FIG. 9 is a side view of the Coanda blade 32 of the air conditioning indoor unit 10 according to the modification. In FIG. 9, the curved surface 320 of the Coanda blade 32 is formed by three circular arc surfaces having a radius X, a radius Y, and a radius Z. By gradually increasing the degree of deflection at the plurality of arcuate surfaces, the degree of deflection from the direction of the blown air to the direction of the Coanda airflow can be increased while suppressing the Coanda airflow from separating from the curved surface.

The present invention is useful for a wall-mounted air conditioning indoor unit.

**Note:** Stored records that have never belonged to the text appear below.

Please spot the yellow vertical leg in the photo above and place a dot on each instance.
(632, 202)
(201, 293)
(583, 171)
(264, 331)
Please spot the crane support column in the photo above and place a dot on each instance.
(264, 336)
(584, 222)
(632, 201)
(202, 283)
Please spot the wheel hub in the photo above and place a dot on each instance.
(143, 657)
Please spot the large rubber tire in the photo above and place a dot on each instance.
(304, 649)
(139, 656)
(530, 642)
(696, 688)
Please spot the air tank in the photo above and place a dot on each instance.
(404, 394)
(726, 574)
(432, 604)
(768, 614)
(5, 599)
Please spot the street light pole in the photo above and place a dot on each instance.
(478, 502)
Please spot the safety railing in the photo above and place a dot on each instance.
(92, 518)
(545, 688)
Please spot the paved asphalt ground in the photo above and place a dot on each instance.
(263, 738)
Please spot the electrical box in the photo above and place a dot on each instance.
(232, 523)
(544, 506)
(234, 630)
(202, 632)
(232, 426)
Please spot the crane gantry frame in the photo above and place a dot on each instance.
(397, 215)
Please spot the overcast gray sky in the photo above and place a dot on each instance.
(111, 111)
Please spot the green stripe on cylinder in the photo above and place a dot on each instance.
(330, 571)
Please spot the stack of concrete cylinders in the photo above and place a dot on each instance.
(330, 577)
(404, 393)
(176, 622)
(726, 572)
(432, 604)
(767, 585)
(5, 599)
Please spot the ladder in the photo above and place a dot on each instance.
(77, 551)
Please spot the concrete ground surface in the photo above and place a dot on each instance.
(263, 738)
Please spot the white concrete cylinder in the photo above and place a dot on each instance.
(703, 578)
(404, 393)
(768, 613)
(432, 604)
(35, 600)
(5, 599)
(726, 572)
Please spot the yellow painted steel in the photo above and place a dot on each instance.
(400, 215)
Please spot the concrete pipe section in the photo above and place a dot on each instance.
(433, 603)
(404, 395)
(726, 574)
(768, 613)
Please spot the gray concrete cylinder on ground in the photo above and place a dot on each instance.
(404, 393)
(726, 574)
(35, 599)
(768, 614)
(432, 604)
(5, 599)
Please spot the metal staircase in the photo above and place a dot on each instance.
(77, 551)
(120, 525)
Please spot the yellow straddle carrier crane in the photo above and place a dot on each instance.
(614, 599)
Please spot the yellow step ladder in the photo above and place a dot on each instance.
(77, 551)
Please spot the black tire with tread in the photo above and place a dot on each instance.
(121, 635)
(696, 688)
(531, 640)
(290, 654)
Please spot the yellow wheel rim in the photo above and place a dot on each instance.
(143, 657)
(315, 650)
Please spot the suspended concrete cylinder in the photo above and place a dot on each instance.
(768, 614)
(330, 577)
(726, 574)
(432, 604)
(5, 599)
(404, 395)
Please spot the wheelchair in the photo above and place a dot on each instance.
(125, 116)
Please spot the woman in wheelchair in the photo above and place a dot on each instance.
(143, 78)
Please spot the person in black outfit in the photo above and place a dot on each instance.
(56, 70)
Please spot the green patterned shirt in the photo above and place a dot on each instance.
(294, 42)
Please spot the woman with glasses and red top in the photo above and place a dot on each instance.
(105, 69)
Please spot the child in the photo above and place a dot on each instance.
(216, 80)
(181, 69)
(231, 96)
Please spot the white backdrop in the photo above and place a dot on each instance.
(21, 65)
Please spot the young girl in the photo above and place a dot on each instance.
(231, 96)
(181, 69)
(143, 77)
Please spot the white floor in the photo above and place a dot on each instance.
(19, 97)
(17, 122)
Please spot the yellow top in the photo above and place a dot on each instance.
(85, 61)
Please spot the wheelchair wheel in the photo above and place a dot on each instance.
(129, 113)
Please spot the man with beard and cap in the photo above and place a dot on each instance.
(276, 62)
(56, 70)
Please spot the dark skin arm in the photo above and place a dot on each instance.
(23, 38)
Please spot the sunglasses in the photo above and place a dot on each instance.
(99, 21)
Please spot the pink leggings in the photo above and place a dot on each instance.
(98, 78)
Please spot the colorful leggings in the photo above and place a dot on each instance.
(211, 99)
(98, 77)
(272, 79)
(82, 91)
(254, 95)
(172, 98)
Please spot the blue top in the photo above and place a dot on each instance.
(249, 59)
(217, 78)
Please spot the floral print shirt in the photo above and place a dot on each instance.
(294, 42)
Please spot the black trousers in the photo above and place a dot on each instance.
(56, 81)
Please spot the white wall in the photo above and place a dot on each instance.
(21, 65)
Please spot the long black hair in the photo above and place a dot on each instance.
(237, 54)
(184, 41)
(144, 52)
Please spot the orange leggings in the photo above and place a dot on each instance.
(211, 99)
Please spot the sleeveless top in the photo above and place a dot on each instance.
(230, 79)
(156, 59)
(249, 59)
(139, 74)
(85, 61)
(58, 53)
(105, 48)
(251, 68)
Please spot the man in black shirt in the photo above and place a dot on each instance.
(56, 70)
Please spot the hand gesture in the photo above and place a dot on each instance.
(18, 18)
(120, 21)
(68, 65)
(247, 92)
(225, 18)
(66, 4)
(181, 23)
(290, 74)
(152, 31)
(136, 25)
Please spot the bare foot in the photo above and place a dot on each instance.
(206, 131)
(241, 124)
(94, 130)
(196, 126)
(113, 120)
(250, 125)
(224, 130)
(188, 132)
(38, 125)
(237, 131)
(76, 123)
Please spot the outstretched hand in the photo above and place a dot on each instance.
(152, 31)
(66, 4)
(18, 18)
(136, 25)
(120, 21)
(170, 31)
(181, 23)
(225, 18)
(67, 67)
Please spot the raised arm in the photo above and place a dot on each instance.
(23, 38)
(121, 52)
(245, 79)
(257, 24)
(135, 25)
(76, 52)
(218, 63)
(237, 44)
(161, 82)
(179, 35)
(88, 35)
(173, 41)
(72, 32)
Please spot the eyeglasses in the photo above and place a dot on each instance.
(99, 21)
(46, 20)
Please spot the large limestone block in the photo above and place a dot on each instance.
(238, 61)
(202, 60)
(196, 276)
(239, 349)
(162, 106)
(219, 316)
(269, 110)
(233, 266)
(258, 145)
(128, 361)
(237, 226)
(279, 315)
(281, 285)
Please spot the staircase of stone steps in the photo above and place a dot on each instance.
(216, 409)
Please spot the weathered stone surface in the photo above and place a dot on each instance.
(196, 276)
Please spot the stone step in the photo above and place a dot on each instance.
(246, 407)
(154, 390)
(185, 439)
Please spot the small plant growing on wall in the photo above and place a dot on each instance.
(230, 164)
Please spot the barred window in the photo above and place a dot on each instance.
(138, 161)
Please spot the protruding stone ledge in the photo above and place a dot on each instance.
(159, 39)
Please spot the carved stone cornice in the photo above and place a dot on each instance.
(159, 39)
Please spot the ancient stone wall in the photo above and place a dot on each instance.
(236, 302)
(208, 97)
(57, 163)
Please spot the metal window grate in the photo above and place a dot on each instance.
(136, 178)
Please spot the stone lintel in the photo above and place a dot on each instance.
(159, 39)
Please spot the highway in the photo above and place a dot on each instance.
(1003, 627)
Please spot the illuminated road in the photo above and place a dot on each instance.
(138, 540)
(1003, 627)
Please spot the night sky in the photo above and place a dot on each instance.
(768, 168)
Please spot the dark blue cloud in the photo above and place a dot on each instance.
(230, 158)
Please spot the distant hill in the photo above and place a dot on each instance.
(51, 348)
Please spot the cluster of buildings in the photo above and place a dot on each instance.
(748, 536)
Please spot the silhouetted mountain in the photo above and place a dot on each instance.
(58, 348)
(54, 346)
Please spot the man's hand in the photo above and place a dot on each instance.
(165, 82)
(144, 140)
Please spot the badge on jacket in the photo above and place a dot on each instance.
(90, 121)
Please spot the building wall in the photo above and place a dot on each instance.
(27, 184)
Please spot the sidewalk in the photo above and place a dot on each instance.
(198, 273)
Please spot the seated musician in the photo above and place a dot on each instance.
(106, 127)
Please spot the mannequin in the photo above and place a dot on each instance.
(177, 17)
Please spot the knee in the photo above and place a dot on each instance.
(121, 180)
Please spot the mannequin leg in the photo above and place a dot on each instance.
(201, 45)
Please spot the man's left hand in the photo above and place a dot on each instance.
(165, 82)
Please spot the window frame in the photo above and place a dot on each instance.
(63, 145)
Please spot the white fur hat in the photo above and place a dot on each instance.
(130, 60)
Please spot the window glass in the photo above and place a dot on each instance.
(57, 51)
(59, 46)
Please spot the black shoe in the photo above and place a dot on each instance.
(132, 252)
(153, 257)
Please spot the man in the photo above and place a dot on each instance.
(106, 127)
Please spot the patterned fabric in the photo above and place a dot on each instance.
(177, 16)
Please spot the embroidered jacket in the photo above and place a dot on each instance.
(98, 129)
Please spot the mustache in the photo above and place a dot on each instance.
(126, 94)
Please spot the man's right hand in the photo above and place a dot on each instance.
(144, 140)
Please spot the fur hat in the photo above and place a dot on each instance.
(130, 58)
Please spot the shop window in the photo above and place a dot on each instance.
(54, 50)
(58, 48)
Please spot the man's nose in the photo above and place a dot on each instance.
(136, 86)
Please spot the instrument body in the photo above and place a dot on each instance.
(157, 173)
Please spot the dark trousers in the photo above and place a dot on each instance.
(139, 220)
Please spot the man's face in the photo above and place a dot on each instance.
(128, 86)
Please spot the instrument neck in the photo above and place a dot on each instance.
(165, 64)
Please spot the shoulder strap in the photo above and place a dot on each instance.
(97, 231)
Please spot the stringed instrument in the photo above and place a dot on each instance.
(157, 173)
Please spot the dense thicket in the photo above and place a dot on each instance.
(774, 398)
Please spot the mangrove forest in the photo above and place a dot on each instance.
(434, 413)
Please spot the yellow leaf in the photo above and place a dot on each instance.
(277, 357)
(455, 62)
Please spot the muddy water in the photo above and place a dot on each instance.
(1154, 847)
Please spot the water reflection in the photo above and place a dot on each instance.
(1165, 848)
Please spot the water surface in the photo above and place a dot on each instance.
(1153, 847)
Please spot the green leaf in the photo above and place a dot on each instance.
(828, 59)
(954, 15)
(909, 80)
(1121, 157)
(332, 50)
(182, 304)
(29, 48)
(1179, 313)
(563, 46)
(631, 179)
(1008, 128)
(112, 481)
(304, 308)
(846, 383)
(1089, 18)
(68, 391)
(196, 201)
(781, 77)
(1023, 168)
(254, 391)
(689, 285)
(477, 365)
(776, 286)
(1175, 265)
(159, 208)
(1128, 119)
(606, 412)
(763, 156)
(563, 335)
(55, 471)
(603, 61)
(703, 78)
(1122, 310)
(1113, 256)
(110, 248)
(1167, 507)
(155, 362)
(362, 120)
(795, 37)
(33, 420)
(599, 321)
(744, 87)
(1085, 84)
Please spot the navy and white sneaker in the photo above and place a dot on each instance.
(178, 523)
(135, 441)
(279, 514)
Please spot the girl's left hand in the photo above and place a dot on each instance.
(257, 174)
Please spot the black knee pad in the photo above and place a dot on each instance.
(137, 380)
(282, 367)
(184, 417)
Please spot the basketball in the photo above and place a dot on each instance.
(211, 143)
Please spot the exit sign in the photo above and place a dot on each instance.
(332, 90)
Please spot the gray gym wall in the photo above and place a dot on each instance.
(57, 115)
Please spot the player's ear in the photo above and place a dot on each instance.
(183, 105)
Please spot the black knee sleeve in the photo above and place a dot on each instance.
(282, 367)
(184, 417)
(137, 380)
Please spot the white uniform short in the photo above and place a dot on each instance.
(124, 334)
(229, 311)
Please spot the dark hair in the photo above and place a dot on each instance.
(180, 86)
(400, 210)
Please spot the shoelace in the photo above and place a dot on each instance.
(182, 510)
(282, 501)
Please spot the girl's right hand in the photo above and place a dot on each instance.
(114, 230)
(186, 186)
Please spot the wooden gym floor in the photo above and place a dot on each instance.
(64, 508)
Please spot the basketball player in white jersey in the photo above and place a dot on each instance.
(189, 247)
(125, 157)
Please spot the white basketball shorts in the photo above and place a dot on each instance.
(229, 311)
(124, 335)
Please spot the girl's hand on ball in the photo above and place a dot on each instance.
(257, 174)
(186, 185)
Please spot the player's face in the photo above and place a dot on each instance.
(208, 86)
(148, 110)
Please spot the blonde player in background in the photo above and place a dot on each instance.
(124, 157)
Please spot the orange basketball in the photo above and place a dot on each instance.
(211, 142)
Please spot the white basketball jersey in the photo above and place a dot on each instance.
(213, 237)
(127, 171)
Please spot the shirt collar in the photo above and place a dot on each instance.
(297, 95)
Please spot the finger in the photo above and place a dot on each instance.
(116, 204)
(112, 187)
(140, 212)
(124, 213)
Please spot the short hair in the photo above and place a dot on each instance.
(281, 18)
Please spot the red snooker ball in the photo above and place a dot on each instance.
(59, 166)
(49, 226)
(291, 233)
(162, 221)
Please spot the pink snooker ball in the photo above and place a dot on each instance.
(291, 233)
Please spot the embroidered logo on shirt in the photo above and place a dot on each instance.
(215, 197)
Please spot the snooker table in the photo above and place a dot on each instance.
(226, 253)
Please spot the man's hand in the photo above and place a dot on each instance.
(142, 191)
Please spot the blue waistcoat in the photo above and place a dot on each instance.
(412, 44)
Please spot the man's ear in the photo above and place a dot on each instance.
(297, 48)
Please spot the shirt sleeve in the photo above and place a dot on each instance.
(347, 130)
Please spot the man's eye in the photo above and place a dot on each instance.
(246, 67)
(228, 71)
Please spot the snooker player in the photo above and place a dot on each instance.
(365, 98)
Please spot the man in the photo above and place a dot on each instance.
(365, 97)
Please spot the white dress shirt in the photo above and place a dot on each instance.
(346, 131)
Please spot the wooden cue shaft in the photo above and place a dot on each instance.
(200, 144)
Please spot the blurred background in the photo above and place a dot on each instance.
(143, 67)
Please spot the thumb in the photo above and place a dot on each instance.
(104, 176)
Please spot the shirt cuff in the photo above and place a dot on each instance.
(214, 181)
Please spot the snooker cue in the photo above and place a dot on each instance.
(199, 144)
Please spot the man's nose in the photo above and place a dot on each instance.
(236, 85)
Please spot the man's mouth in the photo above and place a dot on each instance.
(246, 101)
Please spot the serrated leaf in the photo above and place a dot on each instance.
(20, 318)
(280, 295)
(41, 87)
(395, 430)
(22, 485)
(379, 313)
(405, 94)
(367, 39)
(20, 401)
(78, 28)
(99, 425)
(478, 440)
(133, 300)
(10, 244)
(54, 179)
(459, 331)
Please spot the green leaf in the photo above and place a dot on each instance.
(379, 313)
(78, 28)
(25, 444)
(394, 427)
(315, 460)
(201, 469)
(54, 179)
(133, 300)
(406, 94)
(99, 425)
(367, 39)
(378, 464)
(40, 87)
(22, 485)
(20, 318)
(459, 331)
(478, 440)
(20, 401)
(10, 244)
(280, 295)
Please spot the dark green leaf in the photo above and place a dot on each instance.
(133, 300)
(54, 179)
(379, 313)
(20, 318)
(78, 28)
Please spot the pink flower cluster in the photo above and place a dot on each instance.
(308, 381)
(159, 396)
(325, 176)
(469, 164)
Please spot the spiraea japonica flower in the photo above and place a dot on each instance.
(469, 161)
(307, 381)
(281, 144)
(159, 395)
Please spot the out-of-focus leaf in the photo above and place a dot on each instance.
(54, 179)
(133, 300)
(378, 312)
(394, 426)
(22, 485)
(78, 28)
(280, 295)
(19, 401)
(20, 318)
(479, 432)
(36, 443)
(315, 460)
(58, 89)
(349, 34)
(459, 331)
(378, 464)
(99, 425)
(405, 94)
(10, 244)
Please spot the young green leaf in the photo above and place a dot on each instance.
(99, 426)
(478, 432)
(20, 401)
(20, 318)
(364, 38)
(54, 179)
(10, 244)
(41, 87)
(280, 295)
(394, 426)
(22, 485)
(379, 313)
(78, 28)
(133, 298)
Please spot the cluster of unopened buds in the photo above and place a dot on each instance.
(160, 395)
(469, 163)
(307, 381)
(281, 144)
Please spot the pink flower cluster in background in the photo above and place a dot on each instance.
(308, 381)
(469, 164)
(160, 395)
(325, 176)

DESCRIPTION OF SYMBOLS 10 Air-conditioning indoor unit 15 Air outlet 17 Scroll 31 Wind direction adjustment blade 32 Coanda blade 32a Outside surface (lower surface)
40 Control unit 130 Storage unit 320 Curved surface

JP 2003-232531 A

Claims

An air conditioning indoor unit having a Coanda effect use mode for guiding the flow of blown air blown from the blowout port (15) in a predetermined direction by the Coanda effect,
A Coanda blade (32) provided in the vicinity of the air outlet (15), and in the Coanda effect utilization mode, the Coanda blade (32) for making the air blown along the self lower surface (32a).
A control unit (40) for controlling the posture of the Coanda blade (32);
With
The lower surface (32a) of the Coanda blade (32) is formed with a curved surface (320) that curves in a convex shape.
The control unit (40) adjusts the Coanda blade (32) to a posture away from the casing front surface as the Coanda blade (32) moves away from the outlet (15) in the Coanda effect utilization mode.
Air conditioning indoor unit (10).
A scroll (17) for guiding air-conditioned air to the outlet (15);
The tangent at the end of the scroll (17) is downward,
The control unit (40) adjusts the attitude of the Coanda blade (32) so that the tip of the Coanda blade (32) faces upward in the Coanda effect utilization mode.
The air conditioning indoor unit (10) according to claim 1.
The control unit (40) adjusts the posture of the Coanda blade (32) so that a tip portion of the Coanda blade (32) faces the ceiling in the Coanda effect utilization mode.
The air conditioning indoor unit (10) according to claim 1.
The control unit (40) has the tip of the Coanda blade (32) positioned above the upper wall of the outlet (15) when the tip of the Coanda blade (32) faces the ceiling. Adjust the posture so that
The air conditioning indoor unit (10) according to claim 3.
The air conditioning indoor unit according to claim 1, further comprising a normal mode in which the Coanda blades (32) do not generate the Coanda airflow.
A housing part (130) in which the Coanda blade (32) is housed is formed in the casing front surface part,
In the normal mode, the Coanda blade (32) is housed in the housing portion (130), and the casing front surface portion and the curved surface (320) of the Coanda blade (32) are on one continuous virtual curved surface. Curved to line up,
Air conditioning indoor unit (10).
The curved surface (320) of the Coanda blade (32) is formed of a plurality of curved surfaces having different degrees of curvature.
The air conditioning indoor unit (10) according to claim 1.
A movable wind direction adjusting blade (31) for changing the vertical direction of the blown air;
The control unit (40) controls the attitude of the wind direction adjusting blade (31) and the Coanda blade (32) when changing the direction of the Coanda airflow.
The air conditioning indoor unit (10) according to claim 1.
The controller (40) adjusts the posture of the Coanda blade (32) in the Coanda effect utilization mode so that the rear end portion of the Coanda blade (32) faces downward and the tip portion faces upward.
The air conditioning indoor unit (10) according to claim 1.
The radius of the curved surface (320) of the Coanda blade (32) is not less than 50 mm and not more than 300 mm.
The air conditioning indoor unit (10) according to claim 1 to 8.